Partly it was the tenor of the debate around science and
religion of recent years. It seems to me that we are creeping towards a notion
that science is the only form of reliable knowledge, with Stephen Hawking stating recently that “science has made philosophy
redundant”. I think this is a far more complex and interesting question than such
statements suggest, so I wanted to explore the different ways we comprehend the world and put them together to
create a bigger picture of ourselves – whether it be through science, art, myth
or personal experience.
10) What else about
the book might pique the reader’s interest?
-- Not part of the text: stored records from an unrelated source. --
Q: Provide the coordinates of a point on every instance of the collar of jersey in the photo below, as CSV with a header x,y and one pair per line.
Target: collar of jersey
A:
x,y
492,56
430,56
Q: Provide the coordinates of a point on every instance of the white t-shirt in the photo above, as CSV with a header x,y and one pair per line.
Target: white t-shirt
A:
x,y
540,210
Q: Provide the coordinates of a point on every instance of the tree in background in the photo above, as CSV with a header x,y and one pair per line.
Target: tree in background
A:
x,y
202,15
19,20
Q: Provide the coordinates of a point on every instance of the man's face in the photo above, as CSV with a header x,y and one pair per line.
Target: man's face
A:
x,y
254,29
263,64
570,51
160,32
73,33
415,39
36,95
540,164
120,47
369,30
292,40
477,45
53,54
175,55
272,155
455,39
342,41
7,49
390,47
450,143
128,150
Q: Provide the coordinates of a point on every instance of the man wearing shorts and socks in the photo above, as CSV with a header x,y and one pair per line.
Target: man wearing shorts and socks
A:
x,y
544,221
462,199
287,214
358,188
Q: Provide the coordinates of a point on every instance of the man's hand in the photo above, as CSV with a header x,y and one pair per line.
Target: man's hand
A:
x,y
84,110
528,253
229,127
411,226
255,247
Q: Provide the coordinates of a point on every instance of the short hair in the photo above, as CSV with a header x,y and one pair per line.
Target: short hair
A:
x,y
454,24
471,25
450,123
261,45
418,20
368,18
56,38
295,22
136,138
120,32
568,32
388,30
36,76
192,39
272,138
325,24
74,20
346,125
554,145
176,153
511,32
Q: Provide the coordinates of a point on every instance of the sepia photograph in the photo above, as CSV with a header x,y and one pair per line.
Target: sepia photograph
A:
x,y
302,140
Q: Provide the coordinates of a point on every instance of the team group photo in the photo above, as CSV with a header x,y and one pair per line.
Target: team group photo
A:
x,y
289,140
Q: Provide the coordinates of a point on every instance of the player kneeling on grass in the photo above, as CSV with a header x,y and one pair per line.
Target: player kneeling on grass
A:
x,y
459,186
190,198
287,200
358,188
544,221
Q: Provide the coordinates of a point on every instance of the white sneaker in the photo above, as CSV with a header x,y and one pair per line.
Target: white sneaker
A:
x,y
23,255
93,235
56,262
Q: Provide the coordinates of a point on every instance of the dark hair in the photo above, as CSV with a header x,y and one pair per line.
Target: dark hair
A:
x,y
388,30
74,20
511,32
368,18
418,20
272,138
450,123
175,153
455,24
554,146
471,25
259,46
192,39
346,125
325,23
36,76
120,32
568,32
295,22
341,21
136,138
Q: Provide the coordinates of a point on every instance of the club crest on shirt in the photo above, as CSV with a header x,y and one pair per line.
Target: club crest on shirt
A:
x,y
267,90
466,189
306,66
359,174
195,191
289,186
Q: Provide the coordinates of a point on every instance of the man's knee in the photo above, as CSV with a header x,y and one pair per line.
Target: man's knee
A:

Well, you will encounter such figures as August Kekulé who is said to have discovered the structure of benzene (the base of all organic life, not just petroleum) in a dream. Then there is the curious figure of Antonie van Leeuwenhoek, a Dutch merchant
draper who was one of the key pioneers
of the optical microscope. The fact he was a draper isn’t incidental as they were one of the first trades to exploit lenses, here using them to examine the quality of stitching in fabric. Having realised that using two of these
lenses would massively increase magnification, van Leeuwenhoek used his new instrument to first peer
into water, naturally enough. So excited was he by what he’d seen, he then
looked at his own urine and excrement. Never has a trip to the privy been so giddily
anticipated, I’ll wager!
Having done my best to convince you to check out my
collection when it appears, I’m delighted to introduce two fine writers who I
have chosen to tag and who will post next Wednesday about their latest work. They
are the poet Nessa O’Mahony and fictioner Valerie Sirr. Here’s a little more
information about them both.
Nessa O’Mahony was born and lives in Dublin. Her poetry has
appeared in a number of Irish, UK, and North American periodicals, has been
translated into several European languages. She won the National Women’s Poetry
Competition in 1997 and was shortlisted for the Patrick Kavanagh Prize and
Hennessy Literature Awards. Her second poetry collection, Trapping a
Ghost, was published by bluechrome publishing in 2005. A verse
novel, In Sight of Home, was published
by Salmon Poetry in May 2009. She was awarded an Irish Arts Council literature
bursary in 2004. She completed a PhD in Creative and Critical Writing at the
University of Wales, Bangor, in 2007. She was also artist in residence at the
John Hume Institute for Global Irish Studies at University College Dublin and Assistant
Editor of UK literary journal Orbis.
http://nessaomahony.blogspot.ie/
http://nessaomahony.blogspot.ie/
Valerie
Sirr has published short fiction and flash fiction in Ireland, UK, US,
Australia and Asia. Publications include The
Irish Times, The Sunday Tribune, The New Writer, The Stinging Fly. Some
poems are forthcoming in anthologies from Revival Press (Ireland) and Poetry
Lostock (UK). Awards include 2007 Hennessy New Irish Writer Award, two Arts
Council of Ireland bursaries and other national and international literature
prizes, most recently a flash fiction award (2011) from The New Writer Magazine (UK), judged by British poet and writer
Catherine Smith. She holds an M. Phil in Creative Writing from Trinity College,
Dublin. She teaches creative writing and blogs on writing at: www.valeriesirr.wordpress.com. She hopes to publish her short story collection soon.